Strictly speaking, an investor is any person or entity that makes an investment. In the past, the word investors has acquired a far more specific meaning. In the world of business and finance, investors has come to characterize those individuals or companies that routinely buy debt instruments like bonds, or equity issues like stocks in an attempt to make financial profits. They hope to realize such gains in return for financing or providing capital to a company that is looking to expand.
Investors also relates to other types of individuals, businesses, or parties that put money into different types of investments. Although this is a less commonly used version of the word investors, it can relate to those engaging in currency, real estate, commodities, derivatives, or other personal property investments like art or antiques. An example of this would be a real estate investor. They purchase a piece of property or a house with the hopes of selling it for a greater amount of money than for what they purchased it. Similarly, commodities’ investors are hoping to buy contracts or options on hard assets like gold, oil, or lumber cheaply to sell them later more dearly.
Investors are commonly buying such stocks, bonds, or other types of assets and holding on to them with the goal of realizing one of two types of returns, or in some unusual cases both types. These are capital gains or cash flow investments. Investors who are interested in capital gains are simply looking to sell an instrument or asset that they obtained at one price for a greater amount. When they do this, they realize a capital gain. Should they sell the investment for less than they purchased it, they would instead realize a capital loss. Capital gains can only be realized one time on an investment, as the investors will have sold the investment and have to look for another investment to begin the process anew once again.

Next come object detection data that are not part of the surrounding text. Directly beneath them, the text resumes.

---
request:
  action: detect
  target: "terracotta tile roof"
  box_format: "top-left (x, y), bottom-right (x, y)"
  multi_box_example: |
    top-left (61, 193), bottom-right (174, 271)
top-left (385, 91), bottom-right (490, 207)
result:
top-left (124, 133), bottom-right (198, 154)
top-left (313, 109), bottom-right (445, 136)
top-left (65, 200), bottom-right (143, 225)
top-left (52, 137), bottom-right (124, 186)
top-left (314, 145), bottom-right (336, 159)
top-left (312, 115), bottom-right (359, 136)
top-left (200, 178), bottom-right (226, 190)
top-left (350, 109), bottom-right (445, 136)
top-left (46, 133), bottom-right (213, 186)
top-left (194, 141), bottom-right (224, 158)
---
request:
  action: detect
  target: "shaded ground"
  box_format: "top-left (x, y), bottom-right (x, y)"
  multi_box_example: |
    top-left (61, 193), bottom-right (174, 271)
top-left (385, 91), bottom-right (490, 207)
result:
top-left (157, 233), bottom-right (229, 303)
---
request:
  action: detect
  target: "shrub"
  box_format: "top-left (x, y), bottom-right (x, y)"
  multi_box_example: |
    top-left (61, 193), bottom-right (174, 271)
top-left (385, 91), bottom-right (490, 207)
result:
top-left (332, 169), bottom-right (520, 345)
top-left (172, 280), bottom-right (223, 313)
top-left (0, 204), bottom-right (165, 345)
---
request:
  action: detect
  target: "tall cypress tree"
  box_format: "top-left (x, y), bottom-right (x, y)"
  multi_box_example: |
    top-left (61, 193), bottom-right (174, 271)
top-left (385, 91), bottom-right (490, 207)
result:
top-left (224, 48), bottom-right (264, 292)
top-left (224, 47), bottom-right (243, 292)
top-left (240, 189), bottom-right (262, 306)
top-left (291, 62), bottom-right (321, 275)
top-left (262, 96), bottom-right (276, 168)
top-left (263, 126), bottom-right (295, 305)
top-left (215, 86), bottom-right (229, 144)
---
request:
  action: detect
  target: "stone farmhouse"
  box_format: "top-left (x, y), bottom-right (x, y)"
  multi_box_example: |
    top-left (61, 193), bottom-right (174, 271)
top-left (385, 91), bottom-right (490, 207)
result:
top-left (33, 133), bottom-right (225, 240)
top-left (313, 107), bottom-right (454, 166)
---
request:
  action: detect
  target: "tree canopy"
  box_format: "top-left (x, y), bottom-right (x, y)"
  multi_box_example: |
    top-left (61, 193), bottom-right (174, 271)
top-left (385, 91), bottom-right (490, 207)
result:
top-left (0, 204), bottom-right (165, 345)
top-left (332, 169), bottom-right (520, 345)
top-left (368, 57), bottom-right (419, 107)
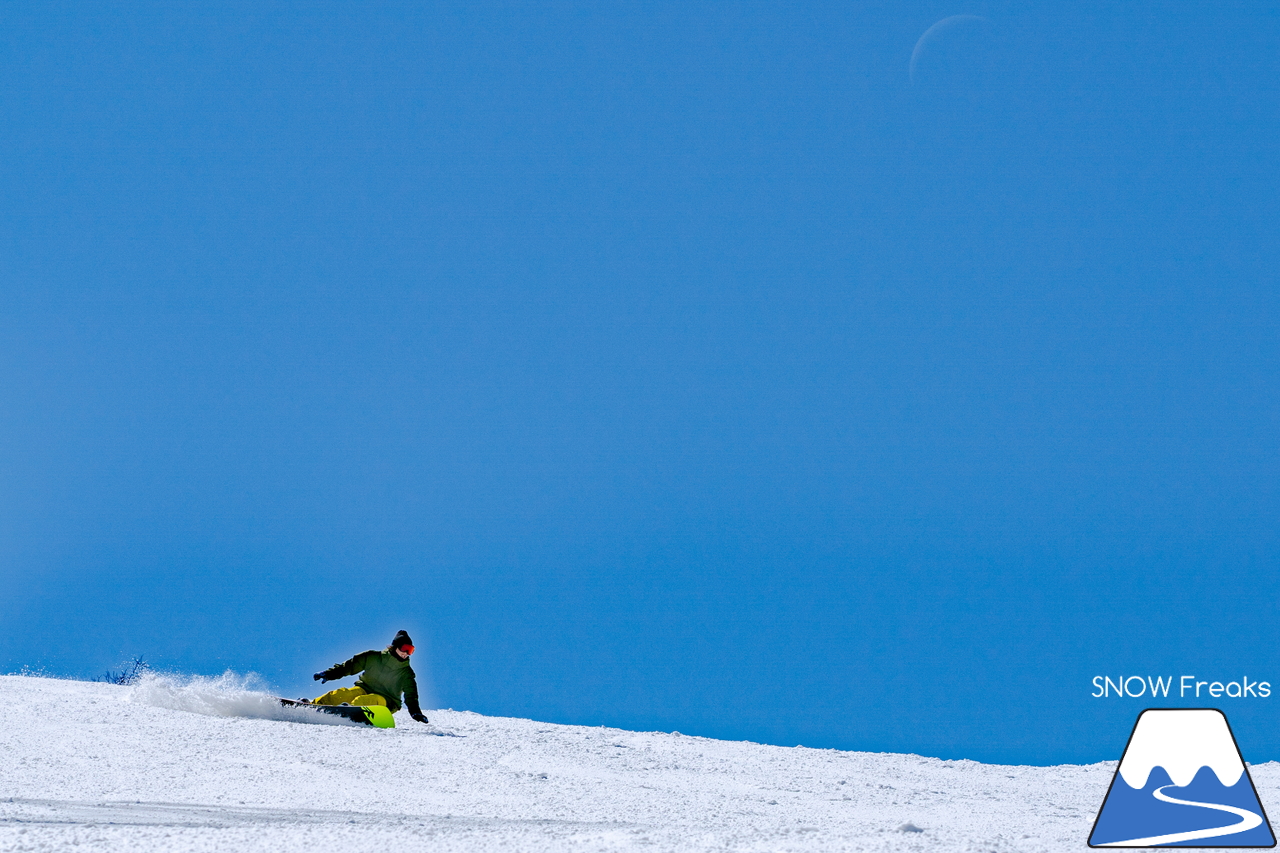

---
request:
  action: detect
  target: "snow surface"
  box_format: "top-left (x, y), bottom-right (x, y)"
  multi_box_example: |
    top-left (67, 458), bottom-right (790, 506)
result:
top-left (0, 676), bottom-right (1280, 853)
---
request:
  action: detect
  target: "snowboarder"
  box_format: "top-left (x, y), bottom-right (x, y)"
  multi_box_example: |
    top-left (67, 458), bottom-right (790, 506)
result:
top-left (311, 631), bottom-right (426, 722)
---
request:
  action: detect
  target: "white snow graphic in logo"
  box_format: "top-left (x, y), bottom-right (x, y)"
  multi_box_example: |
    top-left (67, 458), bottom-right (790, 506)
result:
top-left (1089, 708), bottom-right (1276, 847)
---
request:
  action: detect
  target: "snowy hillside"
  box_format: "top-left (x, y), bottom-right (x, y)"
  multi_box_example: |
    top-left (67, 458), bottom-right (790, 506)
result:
top-left (0, 676), bottom-right (1259, 853)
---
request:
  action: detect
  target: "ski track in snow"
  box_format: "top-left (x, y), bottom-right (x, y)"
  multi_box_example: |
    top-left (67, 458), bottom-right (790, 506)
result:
top-left (0, 676), bottom-right (1280, 853)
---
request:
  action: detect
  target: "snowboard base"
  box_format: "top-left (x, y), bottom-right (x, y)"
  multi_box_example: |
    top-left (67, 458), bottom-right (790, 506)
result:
top-left (280, 699), bottom-right (396, 729)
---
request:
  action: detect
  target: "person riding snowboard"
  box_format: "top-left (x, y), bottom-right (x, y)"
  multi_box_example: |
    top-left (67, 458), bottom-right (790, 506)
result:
top-left (311, 631), bottom-right (426, 722)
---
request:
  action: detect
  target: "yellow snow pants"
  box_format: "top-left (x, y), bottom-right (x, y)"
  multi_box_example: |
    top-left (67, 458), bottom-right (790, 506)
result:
top-left (315, 688), bottom-right (387, 708)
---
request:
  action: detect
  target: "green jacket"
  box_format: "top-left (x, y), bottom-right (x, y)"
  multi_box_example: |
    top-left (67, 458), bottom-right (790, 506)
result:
top-left (321, 649), bottom-right (422, 715)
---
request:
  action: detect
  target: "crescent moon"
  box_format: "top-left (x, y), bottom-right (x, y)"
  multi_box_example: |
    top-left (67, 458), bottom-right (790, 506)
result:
top-left (908, 15), bottom-right (986, 83)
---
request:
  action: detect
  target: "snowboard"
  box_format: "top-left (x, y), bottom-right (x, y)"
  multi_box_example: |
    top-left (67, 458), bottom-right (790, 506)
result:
top-left (280, 699), bottom-right (396, 729)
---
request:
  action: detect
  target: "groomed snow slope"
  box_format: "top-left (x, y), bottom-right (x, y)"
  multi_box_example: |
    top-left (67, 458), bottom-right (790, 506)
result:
top-left (0, 676), bottom-right (1280, 853)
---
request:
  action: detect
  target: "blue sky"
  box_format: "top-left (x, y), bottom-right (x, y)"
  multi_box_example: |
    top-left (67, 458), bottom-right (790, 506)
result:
top-left (0, 1), bottom-right (1280, 763)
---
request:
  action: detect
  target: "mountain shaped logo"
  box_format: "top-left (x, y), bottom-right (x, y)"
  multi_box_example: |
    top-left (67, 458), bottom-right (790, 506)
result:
top-left (1089, 708), bottom-right (1276, 847)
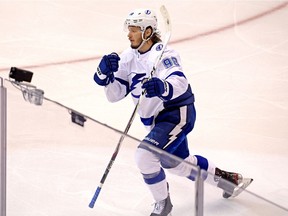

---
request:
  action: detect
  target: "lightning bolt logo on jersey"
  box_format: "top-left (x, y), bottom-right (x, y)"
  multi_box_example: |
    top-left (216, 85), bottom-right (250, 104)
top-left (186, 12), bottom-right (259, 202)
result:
top-left (105, 43), bottom-right (193, 130)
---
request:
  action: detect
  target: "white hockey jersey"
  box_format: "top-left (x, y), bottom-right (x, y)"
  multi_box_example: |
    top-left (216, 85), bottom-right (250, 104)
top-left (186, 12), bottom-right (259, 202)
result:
top-left (99, 43), bottom-right (194, 130)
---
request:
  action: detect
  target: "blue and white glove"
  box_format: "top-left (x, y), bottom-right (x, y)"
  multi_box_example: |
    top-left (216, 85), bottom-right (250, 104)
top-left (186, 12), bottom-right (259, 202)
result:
top-left (142, 77), bottom-right (172, 100)
top-left (94, 53), bottom-right (120, 86)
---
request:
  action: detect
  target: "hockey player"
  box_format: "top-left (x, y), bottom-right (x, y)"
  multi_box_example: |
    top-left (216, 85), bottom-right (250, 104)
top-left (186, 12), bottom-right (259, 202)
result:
top-left (94, 9), bottom-right (242, 216)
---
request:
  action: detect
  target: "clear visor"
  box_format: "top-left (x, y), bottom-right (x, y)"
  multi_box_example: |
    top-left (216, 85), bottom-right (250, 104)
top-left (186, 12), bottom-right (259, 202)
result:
top-left (124, 19), bottom-right (145, 32)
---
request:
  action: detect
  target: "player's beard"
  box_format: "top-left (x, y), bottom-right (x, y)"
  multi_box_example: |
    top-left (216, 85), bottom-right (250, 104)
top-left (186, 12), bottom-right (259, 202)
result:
top-left (130, 39), bottom-right (143, 49)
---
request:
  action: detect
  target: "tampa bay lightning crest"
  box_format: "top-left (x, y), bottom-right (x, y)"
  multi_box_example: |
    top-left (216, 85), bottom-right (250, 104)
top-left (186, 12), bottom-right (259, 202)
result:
top-left (145, 10), bottom-right (151, 15)
top-left (156, 44), bottom-right (163, 51)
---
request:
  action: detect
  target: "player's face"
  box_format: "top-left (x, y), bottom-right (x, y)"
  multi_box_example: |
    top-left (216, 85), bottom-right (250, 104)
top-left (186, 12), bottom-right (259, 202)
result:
top-left (127, 26), bottom-right (142, 49)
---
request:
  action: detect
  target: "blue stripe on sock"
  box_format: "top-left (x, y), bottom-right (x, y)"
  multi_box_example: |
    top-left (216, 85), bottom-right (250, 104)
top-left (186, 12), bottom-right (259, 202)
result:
top-left (143, 168), bottom-right (166, 184)
top-left (195, 155), bottom-right (209, 171)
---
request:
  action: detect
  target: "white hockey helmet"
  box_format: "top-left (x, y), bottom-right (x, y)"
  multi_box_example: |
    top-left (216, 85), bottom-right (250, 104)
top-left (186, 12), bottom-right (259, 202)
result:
top-left (124, 9), bottom-right (157, 32)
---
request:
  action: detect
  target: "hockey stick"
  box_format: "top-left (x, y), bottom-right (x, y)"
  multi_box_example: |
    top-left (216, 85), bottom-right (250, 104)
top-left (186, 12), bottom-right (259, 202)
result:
top-left (89, 5), bottom-right (171, 208)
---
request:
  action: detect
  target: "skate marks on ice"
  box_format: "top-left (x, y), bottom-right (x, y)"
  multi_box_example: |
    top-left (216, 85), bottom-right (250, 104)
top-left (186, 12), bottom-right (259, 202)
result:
top-left (223, 178), bottom-right (253, 199)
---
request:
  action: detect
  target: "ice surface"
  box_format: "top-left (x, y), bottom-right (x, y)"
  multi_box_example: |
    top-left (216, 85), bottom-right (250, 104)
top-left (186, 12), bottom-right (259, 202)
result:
top-left (0, 0), bottom-right (288, 216)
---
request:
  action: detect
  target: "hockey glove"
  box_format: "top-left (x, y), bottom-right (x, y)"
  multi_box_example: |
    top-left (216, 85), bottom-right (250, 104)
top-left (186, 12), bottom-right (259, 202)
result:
top-left (94, 53), bottom-right (120, 86)
top-left (142, 77), bottom-right (168, 98)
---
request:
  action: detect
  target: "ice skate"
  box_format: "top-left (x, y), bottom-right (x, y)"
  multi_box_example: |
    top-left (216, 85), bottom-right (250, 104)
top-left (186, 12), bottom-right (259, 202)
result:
top-left (150, 194), bottom-right (173, 216)
top-left (215, 168), bottom-right (243, 198)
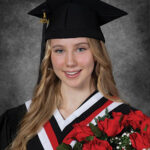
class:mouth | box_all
[65,70,81,78]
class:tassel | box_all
[37,12,49,84]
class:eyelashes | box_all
[54,48,87,54]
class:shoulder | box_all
[111,102,137,114]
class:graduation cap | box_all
[28,0,127,83]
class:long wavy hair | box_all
[8,38,123,150]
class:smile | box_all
[65,70,81,78]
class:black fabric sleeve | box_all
[0,104,26,150]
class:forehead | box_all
[50,37,88,46]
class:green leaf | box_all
[73,142,82,150]
[57,143,72,150]
[89,123,102,137]
[85,136,94,141]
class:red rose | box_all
[83,137,112,150]
[126,110,148,129]
[63,123,94,144]
[140,118,150,135]
[98,113,124,137]
[130,133,150,150]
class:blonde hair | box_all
[8,38,122,150]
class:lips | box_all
[65,70,81,78]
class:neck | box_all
[59,84,96,110]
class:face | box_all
[50,37,94,88]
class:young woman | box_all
[0,0,149,150]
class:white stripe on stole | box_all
[70,102,122,148]
[25,100,53,150]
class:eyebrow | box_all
[52,42,89,48]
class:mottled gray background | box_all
[0,0,150,115]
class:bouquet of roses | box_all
[57,109,150,150]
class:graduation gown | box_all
[0,91,135,150]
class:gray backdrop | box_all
[0,0,150,115]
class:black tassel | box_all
[37,12,48,84]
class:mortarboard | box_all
[28,0,127,82]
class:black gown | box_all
[0,91,135,150]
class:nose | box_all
[66,52,77,67]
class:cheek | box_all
[78,56,94,67]
[51,55,64,69]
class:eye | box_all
[54,49,63,54]
[77,48,86,52]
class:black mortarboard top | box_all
[28,0,127,84]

Cash flow investors are alternatively looking for a repetitive income stream. They hope to achieve regular, smaller sums of passive income just from holding their investment. Dividends on a stock, royalties on an oil or gas investment, and rents from a residential or commercial realty property are all examples of cash flow investments and returns. So long as the investor owns the cash flow investment, he or she should be able to continuously count on a regular income stream.
The word investor commonly gives the connotation of a person who acquires these assets for the longer term. This stands in contrast to a day trader or even short term investor. Investors can be professional or self taught amateurs.
Investors also represent many entities other than individuals or even traditional businesses. They can be investment groups like clubs, venture capital investors who provide money to start up companies, investment banks, investment trusts such as REIT Real Estate Investment Trusts, hedge funds and mutual funds, and even sovereign wealth funds that invest on behalf of their respective nations.